What are the main risk factors for suicide?
Risk factors for suicide include mental disorders, substance misuse, physical illness, trauma, and social isolation. Major depression and bipolar disorder carry the greatest risk, with substance misuse the second most common factor.
Does suicide affect men or women more?
Death by suicide occurs about 1.8 times more often in males than females globally, and three to four times more often in the Western world. Suicide attempts and self-harm, by contrast, are two to four times more frequent among females. China is the only country where the female rate is higher than the male rate.
What treatments are proven to reduce suicide risk?

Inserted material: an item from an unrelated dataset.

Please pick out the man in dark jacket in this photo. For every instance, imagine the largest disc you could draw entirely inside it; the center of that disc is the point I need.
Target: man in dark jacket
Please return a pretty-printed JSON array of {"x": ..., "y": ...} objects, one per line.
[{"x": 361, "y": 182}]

Lithium reduces the risk of suicide in mood disorders by 87% in randomized controlled trials. The Caring Letters model, which mails brief personally signed letters to people after a hospitalized attempt, has also been proven in a randomized controlled trial to reduce deaths by suicide.
What is the most common method of suicide?
A review of 56 countries found hanging the most common method in most of them, accounting for 53% of male suicides and 39% of female suicides. Worldwide, about 30% of suicides occur from pesticide poisoning, mostly in the developing world.
What is the Werther effect in suicide?
The Werther effect is suicide contagion in which depictions of suicide increase its occurrence, named after the protagonist of Goethe's The Sorrows of Young Werther. Its opposite, the Papageno effect, named for a character in Mozart's The Magic Flute, describes how coverage of effective coping mechanisms may have a protective effect.
When did suicide stop being a crime in Western countries?
England and Wales decriminalized suicide through the Suicide Act 1961, and the Republic of Ireland followed in 1993. No country in Europe currently treats suicide or attempted suicide as a crime, though it remains illegal in some nations, including most Muslim-majority countries.